Before we get to that, though, to give some context to what we’re about to talk about, you should know that there is a type of political operation called a false flag (event). If you’re not familiar with the term, wikipedia defines it this way:
A false flag operation is an act committed with the intent of disguising the actual source of responsibility and pinning blame on another party. The term “false flag” originated in the 16th century as an expression meaning an intentional misrepresentation of someone’s allegiance.
So, for example, the Nazi’s burning of the Reichstag (German legilature building) and blaming the arson on Jews was a false flag event that was done to give an excuse to harass and blame Jews.
Now, going back to the Louisville shooter, after you hear more about the shooter’s manifesto, you may begin to wonder if they committed those murders as a false flag event. Joseph Mackinnon writes,
It now appears that the pronoun-providing Louisville shooter may have ultimately spilled blood in part to help Democrats spill ink on gun control legislation.
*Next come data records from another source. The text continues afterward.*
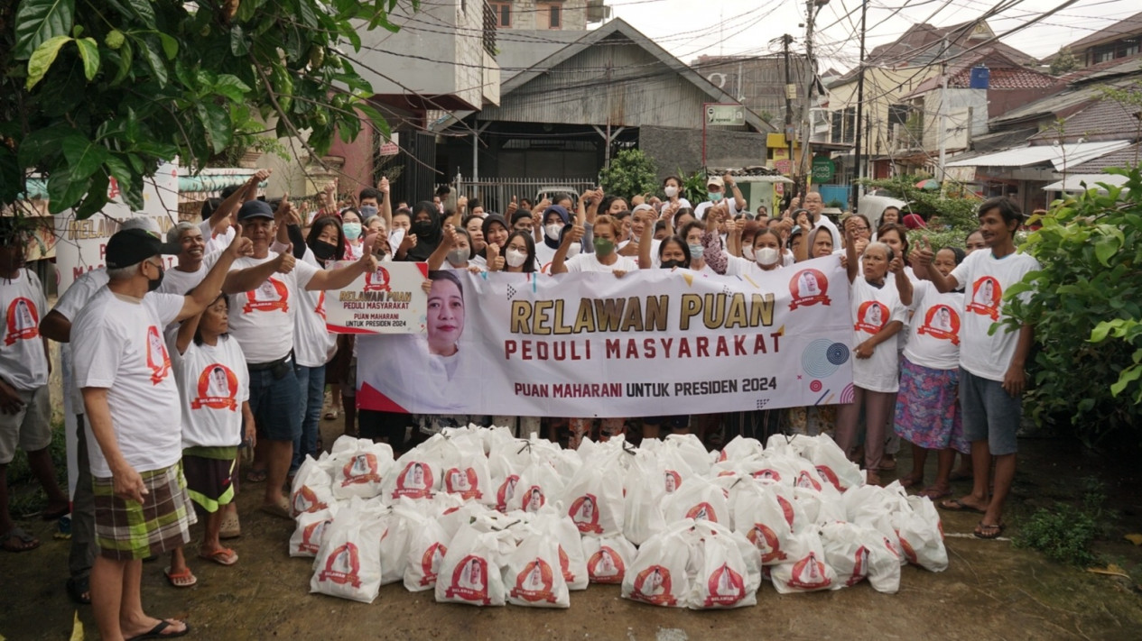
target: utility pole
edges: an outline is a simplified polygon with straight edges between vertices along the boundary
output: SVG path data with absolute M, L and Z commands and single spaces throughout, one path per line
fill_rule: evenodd
M 948 152 L 948 36 L 943 36 L 943 60 L 940 63 L 940 170 L 936 177 L 940 179 L 940 187 L 943 188 L 944 180 L 944 157 Z M 923 138 L 923 136 L 922 136 Z
M 796 175 L 793 170 L 793 99 L 797 96 L 797 83 L 793 81 L 793 74 L 789 73 L 789 44 L 793 42 L 793 36 L 788 33 L 781 36 L 781 47 L 785 50 L 786 58 L 786 144 L 789 145 L 789 173 Z M 790 198 L 793 195 L 789 196 Z M 787 198 L 788 200 L 788 198 Z
M 862 0 L 860 5 L 860 62 L 858 62 L 858 73 L 856 76 L 856 120 L 854 124 L 856 125 L 856 140 L 855 146 L 853 146 L 854 163 L 853 163 L 853 185 L 852 185 L 852 211 L 856 211 L 856 205 L 860 204 L 860 184 L 856 182 L 861 178 L 861 138 L 864 130 L 864 21 L 868 17 L 868 0 Z M 843 120 L 843 119 L 842 119 Z
M 801 108 L 801 163 L 799 173 L 801 179 L 798 185 L 803 187 L 804 192 L 809 190 L 809 173 L 810 173 L 810 144 L 809 139 L 812 136 L 812 127 L 810 124 L 810 104 L 813 100 L 813 86 L 817 84 L 817 62 L 813 58 L 813 22 L 817 16 L 813 13 L 815 7 L 823 7 L 829 3 L 829 0 L 806 0 L 806 18 L 805 18 L 805 103 Z M 802 180 L 804 182 L 802 182 Z

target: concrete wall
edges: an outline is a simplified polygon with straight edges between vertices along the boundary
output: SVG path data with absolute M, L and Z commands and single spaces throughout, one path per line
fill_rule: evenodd
M 586 0 L 493 0 L 510 2 L 510 29 L 550 29 L 547 8 L 557 5 L 561 8 L 561 26 L 563 31 L 585 31 L 587 29 Z M 475 5 L 476 2 L 471 2 Z M 424 5 L 421 5 L 423 7 Z M 507 31 L 507 30 L 505 30 Z
M 765 133 L 710 128 L 706 139 L 706 164 L 715 168 L 764 165 Z M 638 148 L 658 163 L 659 178 L 682 169 L 683 173 L 702 168 L 702 130 L 643 125 Z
A neighbor of the shooter told the New York Post that the apparent gun-control activist’s 13-page manifesto was discovered by his roommate Dallas Whelan. It is now in the possession of the Louisville Police Department.
The Daily Mail reported that the manifesto made three key points: “He wanted to kill himself, he wanted to prove how easy it was to buy a gun in Kentucky and he wanted to highlight a mental health crisis in America.”
If accurate, then Democrats may have made use of the slaughter of Josh Barrick, Deana Eckert, Tommy Elliott, Juliana Farmer, and Jim Tutt Jr. as their killer intended.
To be clear, because the shooter didn’t disguise who committed these shootings, the Louisville shooting can’t technically be called a false flag even, but it’s intent was the same: It was to paint a narrative blaming the incident on people who weren’t involved in the incident. In this case, the shooter (who is the only one to blame for the shooting) was trying to blame legal gun ownership and, by extension, legal gun owners for shootings in this country, even though it is people who illegally have firearms who commit most of those crimes.
So, no, that horrible shooting wasn’t a false flag event, but, like terrorism, it was done to push a narrative and to try to make innocent people look evil.